🤖 AI Summary
Transformer-based time series models face a trade-off between computational efficiency and information fidelity under fixed chunking strategies. This work proposes a content-aware dynamic chunking mechanism that adaptively adjusts chunk boundaries based on local signal complexity, enabling fine-grained representation in information-dense regions and coarse-grained aggregation in smooth segments. The approach integrates a lightweight state-space encoder with a dynamic chunking algorithm to deliver compressed yet informative temporal inputs to the Transformer. During large-scale pretraining, the model achieves up to 20× faster convergence and 8× improved data efficiency compared to baseline methods, while setting new state-of-the-art results on long-horizon forecasting benchmarks.
📝 Abstract
Transformer-based time series foundation models face a fundamental trade-off in choice of tokenization: point-wise embeddings preserve temporal fidelity but scale poorly with sequence length, whereas fixed-length patching improves efficiency by imposing uniform boundaries that may disrupt natural transitions and blur informative local dynamics. In order to address these limitations, we introduce TimeSqueeze, a dynamic patching mechanism that adaptively selects patch boundaries within each sequence based on local signal complexity. TimeSqueeze first applies a lightweight state-space encoder to extract full-resolution point-wise features, then performs content-aware segmentation by allocating short patches to information-dense regions and long patches to smooth or redundant segments.

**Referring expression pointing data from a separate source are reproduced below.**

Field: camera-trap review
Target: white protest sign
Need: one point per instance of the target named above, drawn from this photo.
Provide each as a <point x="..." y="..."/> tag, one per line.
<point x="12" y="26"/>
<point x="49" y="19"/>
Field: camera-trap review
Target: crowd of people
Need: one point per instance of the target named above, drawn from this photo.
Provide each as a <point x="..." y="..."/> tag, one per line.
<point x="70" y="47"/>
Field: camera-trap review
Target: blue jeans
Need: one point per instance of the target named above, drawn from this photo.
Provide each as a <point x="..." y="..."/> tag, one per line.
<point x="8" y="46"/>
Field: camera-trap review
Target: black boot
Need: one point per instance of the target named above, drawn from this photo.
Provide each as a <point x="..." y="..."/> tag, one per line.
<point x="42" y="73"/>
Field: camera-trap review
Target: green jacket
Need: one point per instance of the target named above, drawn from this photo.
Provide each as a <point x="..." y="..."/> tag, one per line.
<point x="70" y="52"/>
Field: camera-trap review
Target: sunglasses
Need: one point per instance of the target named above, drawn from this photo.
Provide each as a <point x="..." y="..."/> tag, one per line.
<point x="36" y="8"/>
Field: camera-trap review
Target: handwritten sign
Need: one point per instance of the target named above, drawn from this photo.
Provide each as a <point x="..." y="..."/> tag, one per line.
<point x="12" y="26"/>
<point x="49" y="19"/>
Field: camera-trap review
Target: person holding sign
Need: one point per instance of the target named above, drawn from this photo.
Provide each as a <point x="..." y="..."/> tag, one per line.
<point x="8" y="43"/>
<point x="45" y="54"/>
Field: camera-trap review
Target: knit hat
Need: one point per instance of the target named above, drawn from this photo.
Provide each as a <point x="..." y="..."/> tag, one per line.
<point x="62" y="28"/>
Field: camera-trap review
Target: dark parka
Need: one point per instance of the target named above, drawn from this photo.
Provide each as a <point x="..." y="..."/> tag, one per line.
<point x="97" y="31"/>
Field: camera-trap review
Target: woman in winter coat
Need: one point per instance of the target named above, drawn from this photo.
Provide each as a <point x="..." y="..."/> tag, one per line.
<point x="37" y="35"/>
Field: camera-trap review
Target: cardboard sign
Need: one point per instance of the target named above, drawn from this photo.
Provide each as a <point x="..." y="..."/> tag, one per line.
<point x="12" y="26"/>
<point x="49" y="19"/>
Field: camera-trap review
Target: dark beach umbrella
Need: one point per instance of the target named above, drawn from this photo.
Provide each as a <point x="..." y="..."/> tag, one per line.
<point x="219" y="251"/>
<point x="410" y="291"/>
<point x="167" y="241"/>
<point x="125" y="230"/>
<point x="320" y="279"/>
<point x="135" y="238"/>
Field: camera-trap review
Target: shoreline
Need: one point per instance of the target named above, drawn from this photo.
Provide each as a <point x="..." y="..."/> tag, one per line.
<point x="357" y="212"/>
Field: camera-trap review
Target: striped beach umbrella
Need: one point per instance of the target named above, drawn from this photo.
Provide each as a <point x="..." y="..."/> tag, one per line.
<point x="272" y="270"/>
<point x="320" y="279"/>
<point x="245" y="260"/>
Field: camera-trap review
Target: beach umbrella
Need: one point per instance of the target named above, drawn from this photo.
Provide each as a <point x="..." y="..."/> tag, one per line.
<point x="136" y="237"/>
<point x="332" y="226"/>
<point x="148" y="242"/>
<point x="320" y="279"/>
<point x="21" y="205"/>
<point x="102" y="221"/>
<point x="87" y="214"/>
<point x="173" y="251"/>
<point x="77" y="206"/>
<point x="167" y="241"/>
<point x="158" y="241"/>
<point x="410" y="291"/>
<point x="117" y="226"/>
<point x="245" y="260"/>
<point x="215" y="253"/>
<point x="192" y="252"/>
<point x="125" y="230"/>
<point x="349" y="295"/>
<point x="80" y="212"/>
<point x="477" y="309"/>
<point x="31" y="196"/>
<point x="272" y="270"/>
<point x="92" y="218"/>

This variable-resolution compression preserves critical temporal structure while substantially reducing the token sequence presented to the Transformer backbone. Specifically for large-scale pretraining, TimeSqueeze attains up to 20x faster convergence and 8x higher data efficiency compared to equivalent point-token baselines. Experiments across long-horizon forecasting benchmarks show that TimeSqueeze consistently outperforms comparable architectures that use either point-wise tokenization or fixed-size patching.